You would expect that the people designing a cycle/footway would be extremely familiar with this guidance. You would almost expect them to professionally have an interest in following this guidance, would almost insist that they were trained by Sustrans in delivering good cycle infrastructure, but apparently not, because they’ve added this:

A single bollard set 5m back from exit on a 3m wide path...oh wait.
A single bollard set 5m back from exit on a 3m wide path…oh wait.

That is shockingly bad. The path is 3m wide. It needs one, just ONE bollard set 5m from the entrance. That is what the guidance says. This is frankly shocking and unprofessional. Sorry no excuse. This absolutely should be following Sustrans guidance. It even created accessibility issues. Bollards are 20cm square. Measurements are centre to centre. The gap will be just under 1m.

So then we get on to the ‘if required’.

A completely unnecessary random bollard on the ramp but hey moaaaar bollards is good right?
A completely unnecessary random bollard on the ramp but hey moaaaar bollards is good right?

Nothing like a non-illuminated bollard on a ramp and about to hit a corner where you need to slow down anyway. Bollards are there to block vehicular access. That is their reason for existence. I’m guessing there is a possibility of a vehicle going up the ramp, however the bollard at the top does the job of blocking the access to the road. This bollard is completely unnecessary and potentially dangerous.

I’m guessing the bollard will be like all the other bollards on the two tunnels path and be the tall handlebar blocking type.

I'm guessing B1 is the one we see a lot of, the tall, handlebar blocking 20cm square post.
I’m guessing B1 is the one we see a lot of, the tall, handlebar blocking 20cm square post.

So who’s responsible for this design? These people.

This man needs to read the Sustrans Guidance.
This man needs to read the Sustrans Guidance.
These people need to read the Sustrans guidance as well.
These people need to read the Sustrans guidance as well.

We have a primarily cycle scheme being designed by the “Design Group” where none of the officers seem to be trained in delivering cycle infrastructure. Sustrans provide professional design courses (the courses really need accreditation!) which followed up by the David Hembrow Study Tour would provide a solid foundation in designing good cycle infrastructure and not the crap we, the public, seem to be having to deal with on a daily basis.

I really want the “Design Group” to send Steve Froggat, JPH, SRC, and TP on at least the Sustrans design courses AND the study tour. In fact everyone in the design group needs to go on the study tour. The study tour provides a paradigm shift in the way you think about active travel design and should be a requirement for ALL officers involved in public realm space.
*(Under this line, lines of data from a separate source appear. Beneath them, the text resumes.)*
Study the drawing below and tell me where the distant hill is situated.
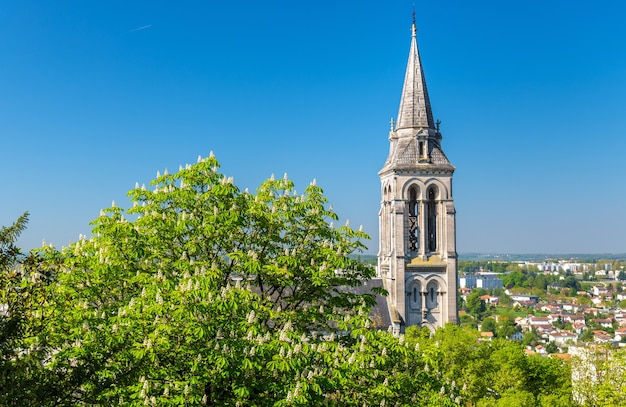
[459,253,626,262]
[351,253,626,265]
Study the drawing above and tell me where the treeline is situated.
[0,156,571,407]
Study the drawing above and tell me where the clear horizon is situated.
[0,0,626,254]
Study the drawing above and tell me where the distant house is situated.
[615,328,626,342]
[593,330,613,343]
[509,294,539,305]
[594,318,613,328]
[480,294,500,305]
[548,331,578,346]
[480,332,493,341]
[459,273,503,290]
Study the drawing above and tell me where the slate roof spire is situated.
[396,21,435,130]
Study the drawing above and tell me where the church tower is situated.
[378,22,458,332]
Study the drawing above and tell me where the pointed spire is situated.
[397,20,435,129]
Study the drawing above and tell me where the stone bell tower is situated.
[378,22,458,332]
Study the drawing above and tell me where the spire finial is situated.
[411,2,417,37]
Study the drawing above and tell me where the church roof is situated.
[380,23,455,174]
[397,23,435,129]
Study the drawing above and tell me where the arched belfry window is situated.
[427,187,437,252]
[409,187,417,216]
[409,283,422,309]
[408,186,419,250]
[426,282,439,309]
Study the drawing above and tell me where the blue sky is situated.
[0,0,626,253]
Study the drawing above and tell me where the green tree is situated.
[502,270,526,287]
[0,212,62,406]
[407,325,572,407]
[6,156,455,406]
[480,317,496,333]
[465,290,487,320]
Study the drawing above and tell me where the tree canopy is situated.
[0,155,458,406]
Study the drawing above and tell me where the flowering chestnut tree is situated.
[7,155,455,406]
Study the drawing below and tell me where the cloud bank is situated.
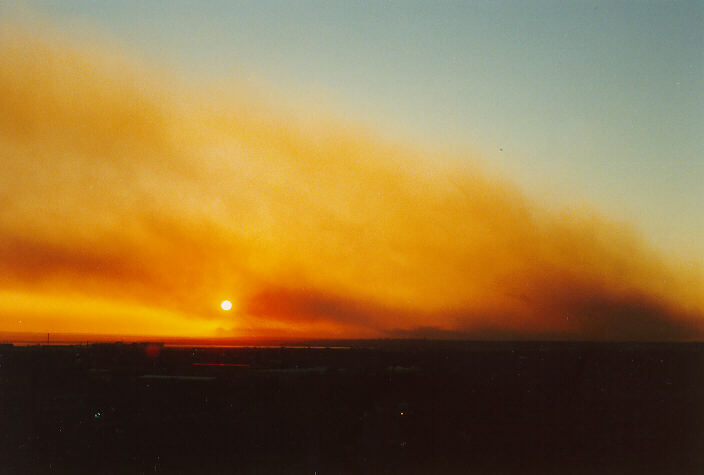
[0,24,704,340]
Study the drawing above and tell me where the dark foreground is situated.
[0,342,704,474]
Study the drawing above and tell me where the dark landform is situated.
[0,340,704,474]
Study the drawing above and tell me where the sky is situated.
[0,1,704,339]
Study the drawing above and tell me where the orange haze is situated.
[0,24,704,340]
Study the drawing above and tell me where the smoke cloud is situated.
[0,24,704,340]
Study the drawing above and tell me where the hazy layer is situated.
[0,24,704,339]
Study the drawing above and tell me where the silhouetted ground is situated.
[0,341,704,474]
[EDIT I have struck through the original just to keep it there and to show what should have been there]

Where this goes really wrong is that this tender document has been given to a contractor to deliver. They will deliver precisely what they have been asked to deliver. The bollards will go in. Then Cycle Bath will have to complain to the council and eventually they will be dug up and the right ones will go in.

Cycle Bath raised the bollard formation with BaNES and were informed that they have flagged to the contractors that the tender document is incorrect in the layout of the bollards and that an on-site correction of the bollard formation will be made. [EDIT: I knew this when writing the article and apologise for not making this clear.]

Why do we have to keep pointing out the how bad you really do this?

Cycle Bath has to keep watching what BaNES does like a hawk. It’s tiring and boring that the officers within the council seem to be stuck somewhere in the 70s. Officers should be taking professional pride in what they are doing. How can they not be wanting to be trained in the latest transport design best practices. They should be demanding to go on the Sustrans courses and the Hembrow Study tour. Why do we have to keep pointing out how REALLY SH*T they are at thinking about anything other than designing for cars.

Dear BaNES, get your house in order.